The TV series that has dominated the prime-time slot on China Central Television 8 since December 16, tells how national security police detect and counter spies. After airing for days, Enemy was dubbed by netizens as “the best yearly homemade TV drama” and ranks No. 2 in audience rating among domestic TV dramas.
The key things that make the drama stand out are its unprecedented exposure of spying cases relating to the island of Taiwan, and a story based in Xiamen and Taiwan, industry observers noted.
The leading actors of the drama are a middle-aged couple from overseas. Although they do not directly say they come from the Taiwan, their code names are Taoyuan and Hualien, both place names in the island.
The wife, named Ding Meixi, said that she was born in East China’s Fujian Province and moved to Taiwan with her aunt when she was a teenager.
In the drama, the spy couple has lived in Xiazhou, which audience members think is Xiamen in the real world, for nearly two decades. The wife pretends to be a teacher and the husband a taxi driver. They have a teenage daughter who is not aware of her parents’ real identities.
The family seems to live a normal life, but in the dark, they collect and steal information and then send it overseas. Once, they tried to kidnap a missile expert, who is also a general of the People’s Liberation Army.
The wife also tries to lure male targets and threaten them with sex videos to obtain information.
Li Baiyang, an assistant researcher and post-doctoral student at the School of Information Management of Wuhan University, told the Global Times that the TV series, which decodes espionage, implies there is a serious espionage campaign targeting the Chinese mainland from the island of Taiwan, and it plays an important role in raising public vigilance toward spies.
Li said that Taiwan has rarely directly sent spies to the mainland since 2007, but its espionage campaign targeting the mainland didn’t stop. Its campaign has actually intensified since then. The current Tsai Ing-wen administration has reportedly allocated huge amounts of funds in recent years to support espionage programs targeting the mainland.

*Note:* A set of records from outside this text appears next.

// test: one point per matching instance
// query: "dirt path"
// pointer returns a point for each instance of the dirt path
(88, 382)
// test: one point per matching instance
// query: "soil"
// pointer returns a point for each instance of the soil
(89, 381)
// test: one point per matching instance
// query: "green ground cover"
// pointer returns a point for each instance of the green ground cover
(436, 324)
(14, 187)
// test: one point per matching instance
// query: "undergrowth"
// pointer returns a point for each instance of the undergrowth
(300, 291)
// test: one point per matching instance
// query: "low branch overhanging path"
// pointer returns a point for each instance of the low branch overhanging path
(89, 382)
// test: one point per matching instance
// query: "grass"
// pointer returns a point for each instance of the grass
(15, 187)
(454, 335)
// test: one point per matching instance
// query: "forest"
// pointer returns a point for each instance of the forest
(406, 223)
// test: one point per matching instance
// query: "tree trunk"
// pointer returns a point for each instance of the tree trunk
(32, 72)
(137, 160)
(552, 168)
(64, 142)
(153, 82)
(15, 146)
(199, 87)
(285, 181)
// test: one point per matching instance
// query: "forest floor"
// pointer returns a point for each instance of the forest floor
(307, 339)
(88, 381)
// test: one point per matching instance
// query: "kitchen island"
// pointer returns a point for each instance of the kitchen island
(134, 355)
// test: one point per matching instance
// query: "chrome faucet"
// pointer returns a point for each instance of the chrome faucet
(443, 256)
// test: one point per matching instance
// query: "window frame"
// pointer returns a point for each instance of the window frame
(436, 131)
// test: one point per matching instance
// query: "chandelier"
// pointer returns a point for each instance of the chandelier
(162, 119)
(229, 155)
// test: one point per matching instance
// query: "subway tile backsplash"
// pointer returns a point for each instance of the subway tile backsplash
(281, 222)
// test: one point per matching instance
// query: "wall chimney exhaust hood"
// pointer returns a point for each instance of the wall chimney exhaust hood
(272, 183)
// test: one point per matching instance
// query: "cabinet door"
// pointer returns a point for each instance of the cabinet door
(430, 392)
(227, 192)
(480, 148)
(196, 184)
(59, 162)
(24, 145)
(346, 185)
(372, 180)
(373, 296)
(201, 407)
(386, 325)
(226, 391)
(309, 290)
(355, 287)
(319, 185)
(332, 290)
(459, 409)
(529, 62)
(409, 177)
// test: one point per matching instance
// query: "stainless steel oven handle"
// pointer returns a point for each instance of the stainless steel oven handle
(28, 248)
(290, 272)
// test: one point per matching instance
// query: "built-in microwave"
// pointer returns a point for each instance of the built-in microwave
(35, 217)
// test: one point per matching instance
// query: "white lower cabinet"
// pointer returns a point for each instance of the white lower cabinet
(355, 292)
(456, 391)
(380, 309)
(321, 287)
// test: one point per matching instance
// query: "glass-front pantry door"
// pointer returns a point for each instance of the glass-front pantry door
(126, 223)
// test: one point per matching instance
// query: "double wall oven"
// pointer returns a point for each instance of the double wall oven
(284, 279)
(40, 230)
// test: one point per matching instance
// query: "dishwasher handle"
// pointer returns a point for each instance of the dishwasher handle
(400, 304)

Beyond traditional fields such as the military, politics and the economy, spies from the island have also penetrated cyberspace. For instance, they gang up online to spread fake news. They also conduct their espionage campaigns by luring students coming from the mainland with sex, and even through business activities such as colluding with officials while they’re disguised as businessmen, Li noted.
As the hatchet man of the US, Taiwan uses espionage activities to please the US to get support for “Taiwan independence,” Li noted.
With the intensified espionage campaign from the island of Taiwan, which is becoming more and more secretive and destructive with the help of the internet, Li said the mainland has been ramping up efforts to counter these activities.
But espionage awareness in Chinese society is still weak, which makes the broadcast of the TV series very necessary.